The phrase "first world problems" comes to mind. I mean not being able to hear your audio book over the backup alarm telling you you're close to impacting an outside object seems pretty far down the list of problems to worry about.


----------



## Munnjo (Sep 2, 2018)

gerardrjj said:


> The phrase "first world problems" comes to mind. I mean not being able to hear your audio book over the backup alarm telling you you're close to impacting an outside object seems pretty far down the list of problems to worry about.


It's not the alarm that I'm talking about. The volume of the stereo automatically lowers when the car is placed into reverse, so if I'm listening to a podcast, audio book and I back up into a parking spot it lowers it to the point where I can't hear it. There is a setting to reduce the amount it lowers the volume and it seems to work for a while (until my wife drives with her key) and then it seems to reset to the default setting when I get in. It's certainly a minor annoyance and it just takes one push of a button to jump back a few seconds in the podcast - but it's strange to me how the setting keeps defaulting to factory setting. I've just been turning it up with the volume knob as christophe15 suggested but wondered if it was happening to anyone else. Not keeping me up at night


----------



## christophe15 (Nov 12, 2018)

:thumbup:

when I get a chance, I will jump in and reset all my personalization settings and add this one- volume up on the radio on reverse, volume down on the alerts (I think I remember seeing them) and see if saves the settings after exit/re-entry. This might just be, I also saw in another post about saving driver seat position, a post where if you make adjustments with the car in Neutral (weird eh?) and they will save, so might try that first before resetting everything... 

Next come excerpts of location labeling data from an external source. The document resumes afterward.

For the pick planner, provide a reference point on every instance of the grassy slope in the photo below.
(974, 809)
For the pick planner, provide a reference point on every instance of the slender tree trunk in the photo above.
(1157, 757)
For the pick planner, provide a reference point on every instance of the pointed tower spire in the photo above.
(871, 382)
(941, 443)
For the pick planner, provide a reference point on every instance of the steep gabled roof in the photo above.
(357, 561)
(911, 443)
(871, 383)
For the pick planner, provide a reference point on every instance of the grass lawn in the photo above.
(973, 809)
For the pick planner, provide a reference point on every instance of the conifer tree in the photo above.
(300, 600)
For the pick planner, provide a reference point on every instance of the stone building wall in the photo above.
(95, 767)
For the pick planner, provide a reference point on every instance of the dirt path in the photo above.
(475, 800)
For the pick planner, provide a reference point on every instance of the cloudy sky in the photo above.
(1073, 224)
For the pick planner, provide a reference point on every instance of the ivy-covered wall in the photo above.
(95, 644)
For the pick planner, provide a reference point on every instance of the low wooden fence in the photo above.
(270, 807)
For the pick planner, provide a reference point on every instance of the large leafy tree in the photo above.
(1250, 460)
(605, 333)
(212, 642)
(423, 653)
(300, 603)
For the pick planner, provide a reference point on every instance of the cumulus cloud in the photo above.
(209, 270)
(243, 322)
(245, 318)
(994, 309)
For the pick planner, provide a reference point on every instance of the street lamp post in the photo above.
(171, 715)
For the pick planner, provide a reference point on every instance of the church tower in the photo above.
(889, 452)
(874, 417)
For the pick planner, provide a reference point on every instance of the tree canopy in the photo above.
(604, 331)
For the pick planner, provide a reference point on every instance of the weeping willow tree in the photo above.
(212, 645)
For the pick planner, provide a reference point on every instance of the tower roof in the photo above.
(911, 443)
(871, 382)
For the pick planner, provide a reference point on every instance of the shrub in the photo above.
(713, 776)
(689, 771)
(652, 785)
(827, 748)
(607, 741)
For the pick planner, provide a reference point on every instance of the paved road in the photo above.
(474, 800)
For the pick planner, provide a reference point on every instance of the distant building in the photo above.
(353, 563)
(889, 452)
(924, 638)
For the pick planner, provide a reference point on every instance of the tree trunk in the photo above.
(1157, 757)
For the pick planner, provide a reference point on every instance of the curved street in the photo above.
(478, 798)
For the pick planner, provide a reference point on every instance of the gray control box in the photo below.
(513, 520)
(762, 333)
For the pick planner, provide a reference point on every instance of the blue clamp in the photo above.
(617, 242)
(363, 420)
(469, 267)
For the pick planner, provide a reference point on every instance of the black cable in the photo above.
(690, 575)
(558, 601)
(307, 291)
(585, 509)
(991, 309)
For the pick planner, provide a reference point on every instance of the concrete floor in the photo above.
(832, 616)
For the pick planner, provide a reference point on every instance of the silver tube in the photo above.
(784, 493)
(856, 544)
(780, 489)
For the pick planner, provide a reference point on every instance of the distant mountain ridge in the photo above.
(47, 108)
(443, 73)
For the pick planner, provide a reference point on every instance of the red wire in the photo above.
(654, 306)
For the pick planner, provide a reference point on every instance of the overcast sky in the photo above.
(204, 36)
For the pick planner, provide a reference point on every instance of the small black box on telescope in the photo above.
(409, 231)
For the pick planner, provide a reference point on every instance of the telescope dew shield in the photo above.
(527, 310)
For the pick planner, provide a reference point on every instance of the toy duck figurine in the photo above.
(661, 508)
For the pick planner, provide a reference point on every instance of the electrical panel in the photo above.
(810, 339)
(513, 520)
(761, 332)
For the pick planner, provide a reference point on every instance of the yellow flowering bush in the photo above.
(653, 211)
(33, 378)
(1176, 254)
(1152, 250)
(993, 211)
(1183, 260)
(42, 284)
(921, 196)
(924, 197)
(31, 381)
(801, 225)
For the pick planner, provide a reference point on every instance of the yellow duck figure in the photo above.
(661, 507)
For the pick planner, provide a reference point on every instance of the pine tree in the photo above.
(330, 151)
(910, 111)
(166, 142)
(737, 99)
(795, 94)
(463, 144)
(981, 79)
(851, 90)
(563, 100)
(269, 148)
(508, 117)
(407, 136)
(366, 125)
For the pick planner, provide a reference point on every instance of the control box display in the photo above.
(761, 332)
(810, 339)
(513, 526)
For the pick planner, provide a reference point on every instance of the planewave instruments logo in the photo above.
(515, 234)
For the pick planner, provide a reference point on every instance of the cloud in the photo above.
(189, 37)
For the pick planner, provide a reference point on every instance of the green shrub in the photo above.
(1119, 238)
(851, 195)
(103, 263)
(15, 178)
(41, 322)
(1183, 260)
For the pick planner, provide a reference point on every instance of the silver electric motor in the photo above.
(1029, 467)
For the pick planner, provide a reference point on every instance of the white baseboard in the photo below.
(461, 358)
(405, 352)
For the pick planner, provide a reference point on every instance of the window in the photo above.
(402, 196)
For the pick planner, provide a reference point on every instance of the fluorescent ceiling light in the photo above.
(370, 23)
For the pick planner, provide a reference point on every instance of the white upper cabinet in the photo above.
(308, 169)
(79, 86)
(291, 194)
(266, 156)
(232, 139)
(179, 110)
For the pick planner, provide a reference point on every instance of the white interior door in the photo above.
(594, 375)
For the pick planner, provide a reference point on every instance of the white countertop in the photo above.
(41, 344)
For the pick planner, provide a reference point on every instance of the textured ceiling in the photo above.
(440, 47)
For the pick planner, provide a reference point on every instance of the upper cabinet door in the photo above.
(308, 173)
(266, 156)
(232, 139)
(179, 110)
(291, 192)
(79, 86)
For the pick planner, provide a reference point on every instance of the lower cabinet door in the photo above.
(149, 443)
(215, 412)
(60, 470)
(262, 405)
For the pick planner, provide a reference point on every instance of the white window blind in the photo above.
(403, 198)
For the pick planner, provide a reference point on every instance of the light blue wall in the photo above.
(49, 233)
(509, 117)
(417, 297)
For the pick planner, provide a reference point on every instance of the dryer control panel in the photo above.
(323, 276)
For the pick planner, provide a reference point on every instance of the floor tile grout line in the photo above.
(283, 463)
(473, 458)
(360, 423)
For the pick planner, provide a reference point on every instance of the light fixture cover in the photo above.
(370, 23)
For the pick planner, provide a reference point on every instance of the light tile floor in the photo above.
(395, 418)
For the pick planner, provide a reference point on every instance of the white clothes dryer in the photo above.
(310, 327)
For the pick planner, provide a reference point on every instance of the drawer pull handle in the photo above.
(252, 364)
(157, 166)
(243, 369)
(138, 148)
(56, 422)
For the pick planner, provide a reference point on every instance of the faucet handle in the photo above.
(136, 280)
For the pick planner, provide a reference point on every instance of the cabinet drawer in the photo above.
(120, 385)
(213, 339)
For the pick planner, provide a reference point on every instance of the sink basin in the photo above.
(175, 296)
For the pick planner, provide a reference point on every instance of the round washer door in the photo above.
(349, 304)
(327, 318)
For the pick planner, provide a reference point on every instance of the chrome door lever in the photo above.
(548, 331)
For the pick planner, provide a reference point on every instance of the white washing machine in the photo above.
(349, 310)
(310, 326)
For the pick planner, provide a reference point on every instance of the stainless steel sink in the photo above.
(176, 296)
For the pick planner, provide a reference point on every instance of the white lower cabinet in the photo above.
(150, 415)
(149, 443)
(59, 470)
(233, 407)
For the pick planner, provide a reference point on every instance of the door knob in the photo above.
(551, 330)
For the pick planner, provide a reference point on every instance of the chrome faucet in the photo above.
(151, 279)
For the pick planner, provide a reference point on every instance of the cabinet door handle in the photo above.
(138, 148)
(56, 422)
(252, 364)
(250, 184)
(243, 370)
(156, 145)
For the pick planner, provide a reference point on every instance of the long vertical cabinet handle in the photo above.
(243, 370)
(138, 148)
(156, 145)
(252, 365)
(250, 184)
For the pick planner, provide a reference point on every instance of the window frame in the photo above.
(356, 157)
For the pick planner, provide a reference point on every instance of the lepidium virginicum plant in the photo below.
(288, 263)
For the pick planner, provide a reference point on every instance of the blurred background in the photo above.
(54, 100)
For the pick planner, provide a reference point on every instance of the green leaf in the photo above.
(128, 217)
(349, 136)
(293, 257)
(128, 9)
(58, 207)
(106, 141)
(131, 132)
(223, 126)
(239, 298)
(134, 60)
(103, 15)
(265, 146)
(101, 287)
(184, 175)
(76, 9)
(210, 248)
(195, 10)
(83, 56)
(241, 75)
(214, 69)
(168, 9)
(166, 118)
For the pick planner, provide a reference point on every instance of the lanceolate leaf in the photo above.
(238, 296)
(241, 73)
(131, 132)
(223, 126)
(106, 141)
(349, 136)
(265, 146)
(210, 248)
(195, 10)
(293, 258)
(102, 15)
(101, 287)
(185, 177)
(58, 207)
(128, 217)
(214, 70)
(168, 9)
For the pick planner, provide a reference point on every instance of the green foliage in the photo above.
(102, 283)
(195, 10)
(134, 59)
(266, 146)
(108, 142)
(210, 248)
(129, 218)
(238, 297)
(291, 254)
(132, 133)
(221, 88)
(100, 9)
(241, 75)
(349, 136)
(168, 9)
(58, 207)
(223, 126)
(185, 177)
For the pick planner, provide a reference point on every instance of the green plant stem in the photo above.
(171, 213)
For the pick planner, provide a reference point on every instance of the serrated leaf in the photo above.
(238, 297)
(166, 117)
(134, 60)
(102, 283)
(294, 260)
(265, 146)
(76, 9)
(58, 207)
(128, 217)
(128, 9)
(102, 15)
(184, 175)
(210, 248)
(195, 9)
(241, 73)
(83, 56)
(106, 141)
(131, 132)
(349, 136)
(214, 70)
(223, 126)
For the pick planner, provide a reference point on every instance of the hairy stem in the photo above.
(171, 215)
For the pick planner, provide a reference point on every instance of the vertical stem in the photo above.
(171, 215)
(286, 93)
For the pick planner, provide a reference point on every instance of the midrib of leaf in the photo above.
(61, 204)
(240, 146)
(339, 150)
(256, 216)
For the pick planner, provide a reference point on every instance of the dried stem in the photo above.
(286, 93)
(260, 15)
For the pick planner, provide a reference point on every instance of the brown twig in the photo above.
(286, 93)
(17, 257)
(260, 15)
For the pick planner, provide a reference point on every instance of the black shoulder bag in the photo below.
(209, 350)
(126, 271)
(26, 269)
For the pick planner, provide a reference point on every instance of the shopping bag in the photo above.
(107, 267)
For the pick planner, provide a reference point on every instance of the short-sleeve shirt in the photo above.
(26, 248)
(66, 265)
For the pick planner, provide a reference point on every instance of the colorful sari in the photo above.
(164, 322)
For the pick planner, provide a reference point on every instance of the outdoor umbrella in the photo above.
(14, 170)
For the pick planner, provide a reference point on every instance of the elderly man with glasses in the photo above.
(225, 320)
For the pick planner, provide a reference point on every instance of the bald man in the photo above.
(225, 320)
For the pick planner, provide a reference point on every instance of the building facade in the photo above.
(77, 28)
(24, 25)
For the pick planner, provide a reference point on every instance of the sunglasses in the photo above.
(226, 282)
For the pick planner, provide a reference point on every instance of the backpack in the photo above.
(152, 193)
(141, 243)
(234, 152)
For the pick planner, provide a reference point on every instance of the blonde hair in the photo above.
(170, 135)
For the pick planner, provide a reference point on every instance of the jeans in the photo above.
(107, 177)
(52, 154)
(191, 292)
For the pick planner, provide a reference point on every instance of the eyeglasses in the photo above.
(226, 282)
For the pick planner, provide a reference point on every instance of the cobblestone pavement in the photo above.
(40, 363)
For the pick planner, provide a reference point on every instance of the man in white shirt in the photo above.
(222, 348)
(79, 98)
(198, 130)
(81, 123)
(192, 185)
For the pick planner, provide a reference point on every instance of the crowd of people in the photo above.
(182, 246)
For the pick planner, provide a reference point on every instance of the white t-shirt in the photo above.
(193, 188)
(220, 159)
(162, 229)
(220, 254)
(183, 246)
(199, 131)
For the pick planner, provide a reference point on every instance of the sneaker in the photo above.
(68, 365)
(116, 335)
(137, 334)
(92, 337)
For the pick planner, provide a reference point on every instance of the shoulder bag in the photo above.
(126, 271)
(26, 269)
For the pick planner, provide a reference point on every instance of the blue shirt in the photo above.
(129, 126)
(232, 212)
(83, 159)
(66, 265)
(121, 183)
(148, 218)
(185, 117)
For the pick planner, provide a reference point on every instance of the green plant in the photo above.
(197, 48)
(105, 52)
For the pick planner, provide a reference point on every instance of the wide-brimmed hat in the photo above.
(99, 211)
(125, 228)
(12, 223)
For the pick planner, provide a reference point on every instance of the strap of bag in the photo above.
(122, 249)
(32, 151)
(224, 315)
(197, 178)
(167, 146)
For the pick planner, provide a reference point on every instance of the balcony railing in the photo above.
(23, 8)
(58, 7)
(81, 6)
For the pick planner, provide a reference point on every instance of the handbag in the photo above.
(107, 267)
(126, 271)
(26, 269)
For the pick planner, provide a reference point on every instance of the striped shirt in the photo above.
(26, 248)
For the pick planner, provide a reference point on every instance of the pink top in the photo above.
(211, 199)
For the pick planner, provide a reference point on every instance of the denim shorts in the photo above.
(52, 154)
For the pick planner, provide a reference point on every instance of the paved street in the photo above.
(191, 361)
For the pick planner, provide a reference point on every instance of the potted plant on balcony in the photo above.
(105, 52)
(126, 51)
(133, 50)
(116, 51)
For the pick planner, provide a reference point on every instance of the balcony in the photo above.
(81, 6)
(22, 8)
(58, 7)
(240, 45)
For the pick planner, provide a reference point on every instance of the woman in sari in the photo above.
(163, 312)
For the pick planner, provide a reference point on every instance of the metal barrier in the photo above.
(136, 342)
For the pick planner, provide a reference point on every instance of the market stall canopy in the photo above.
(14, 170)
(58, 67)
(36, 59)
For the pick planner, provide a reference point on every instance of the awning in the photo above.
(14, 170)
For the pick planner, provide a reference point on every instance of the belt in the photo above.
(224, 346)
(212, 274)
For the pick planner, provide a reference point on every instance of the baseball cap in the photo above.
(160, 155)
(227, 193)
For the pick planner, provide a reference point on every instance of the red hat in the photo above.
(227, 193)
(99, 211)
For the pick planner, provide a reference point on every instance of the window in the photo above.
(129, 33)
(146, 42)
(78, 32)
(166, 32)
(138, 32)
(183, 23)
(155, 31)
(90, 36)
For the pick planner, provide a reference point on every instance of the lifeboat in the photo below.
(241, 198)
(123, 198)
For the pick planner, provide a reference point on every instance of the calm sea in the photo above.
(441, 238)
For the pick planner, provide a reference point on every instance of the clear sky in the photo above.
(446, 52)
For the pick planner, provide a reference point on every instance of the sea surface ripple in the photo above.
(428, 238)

Hey, look at it this way, get to have fun playing around in a car, could think of some worse ways to spend my time and an excuse to crank up the fender system in my bride's car... :sly: slightly jealous ... but mine is still faster.. :laugh:


----------



## Munnjo (Sep 2, 2018)

christophe15 said:


> :thumbup:
> 
> when I get a chance, I will jump in and reset all my personalization settings and add this one- volume up on the radio on reverse, volume down on the alerts (I think I remember seeing them) and see if saves the settings after exit/re-entry. This might just be, I also saw in another post about saving driver seat position, a post where if you make adjustments with the car in Neutral (weird eh?) and they will save, so might try that first before resetting everything...
> 
> Hey, look at it this way, get to have fun playing around in a car, could think of some worse ways to spend my time and an excuse to crank up the fender system in my bride's car... :sly: slightly jealous ... but mine is still faster.. :laugh:


Thanks a lot - I'll do the same. If this is a small bug in the software hopefully it'll get sorted out in future updates. Cheers and thanks for checking it out!


----------



## mattyice703 (Oct 25, 2016)

I had the same issue initially, then plugged in my Carista obd2 adapter and changed the settings through the app and it actually saved. Maybe annoying to have to buy something just to save a setting, but you can do a bunch of other little customizations on there too that you might like.


----------



## christophe15 (Nov 12, 2018)

ok jealous..... 

Yes, couple of settings I want this for... accelerator setting to direct... sure other things ... ggrrr...:biggrinsanta::biggrinsanta:


----------



## mattyice703 (Oct 25, 2016)

I'd say it's worth the 30 ish for the adapter, then you have to pay annually for the app but hey whatever. YOU CAN ENABLE A NEEDLE SWEEP, PEOPLE!


----------



## mlsstl (Nov 28, 2018)

mattyice703 said:


> I'd say it's worth the 30 ish for the adapter, then you have to pay annually for the app but hey whatever. YOU CAN ENABLE A NEEDLE SWEEP, PEOPLE!


I got the Carista adapter for $13 off of Amazon (and free shipping with Prime), then used the 30 day free trial of the program to change the desired settings. Just have to remember to cancel the auto-renewal of the program before the trial period is up.


----------